Ermler, born in Leningrad in 1932, was the son of the eminent film director Fridrich Ermler and film designer Vera Bakun. He started the piano at the age of five and by eight was good enough to be enrolled in the music school attached to the Leningrad Conservatoire. So it was natural that, after wartime evacuation with his family to Alma Ata, in Kazakhstan, he should, at 18, become a student at the Conservatoire.
Conducting was already his main aim: he had watched Mravinsky, Sanderling and other outstanding figures direct the concerts of the Leningrad Philharmonic, and he had picked up the baton for the school orchestra in his last year there. His principal teachers at the Conservatoire, where he also studied piano, were Boris Khaikin and Nikolai Rabinovich.
Ermler was only 20 when, in 1952, he first stepped before the Leningrad Philharmonic, and a year later he made his operatic début in Mozart's Die Entführung aus dem Serail in the operatic theatre of the Conservatoire. He began his long association with the Bolshoi Theatre in September 1956, soon after graduating: as a trainee conductor, he did whatever he had to turn his hand to – working with the chorus, as répétiteur, and on any other odd jobs that came his way.
With his theatrical background it was natural that he should feel at home there – and, indeed, vice versa: his wife, Dina Koroleva, was a soprano at the Stanislavsky Theatre before her marriage, when she gave up her career to support her husband in what proved to be a long and happy partnership.
Ermler's chance to prove himself came in May 1957 when Vassily Nebolsin, one of the staff conductors, fell ill and he was given two days' notice to conduct Mascagni's Cavalleria Rusticana.
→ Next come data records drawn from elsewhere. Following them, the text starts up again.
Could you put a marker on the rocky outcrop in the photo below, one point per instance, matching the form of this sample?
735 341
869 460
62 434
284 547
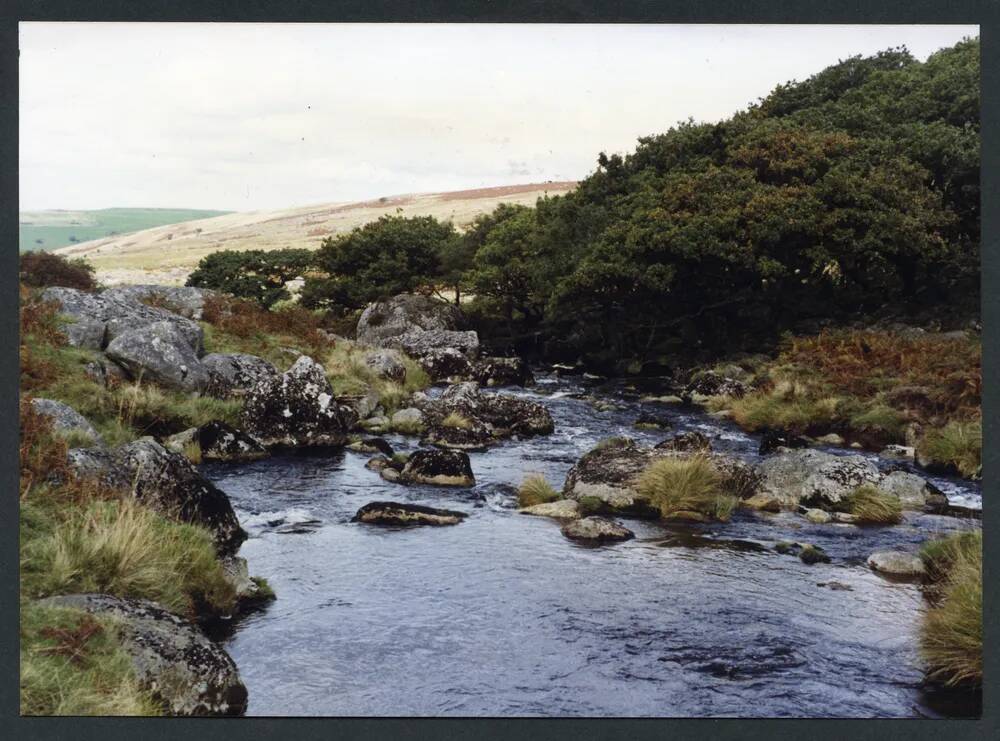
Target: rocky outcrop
168 483
65 419
399 514
296 409
97 319
171 657
234 374
822 480
595 529
160 353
He had earned his stripes and, now a full member of the conducting staff, he began to work his way through the operatic repertoire, adding ballet from 1964, when he conducted new productions of Fokine's choreography of Stravinsky's Firebird and Petrushka.
It was ballet that first brought him to Britain, in 1974, when he conducted the Bolshoi Ballet at the London Coliseum in Swan Lake and Giselle. Other Bolshoi tours took him to Montreal in 1967, Paris and Tokyo in 1970, Milan in 1974, New York and Washington a year later, Berlin in 1980, and on other important tours, as well as appearing in his own capacity at prestigious opera and ballet companies – he was, for example, appointed chief guest conductor of the Royal Ballet in 1985, and recorded all the Tchaikovsky ballets there. Other engagements took him to Munich, Paris, Vienna, Barcelona, Buenos Aires, Seattle, Montreal, Prague, Leipzig and elsewhere.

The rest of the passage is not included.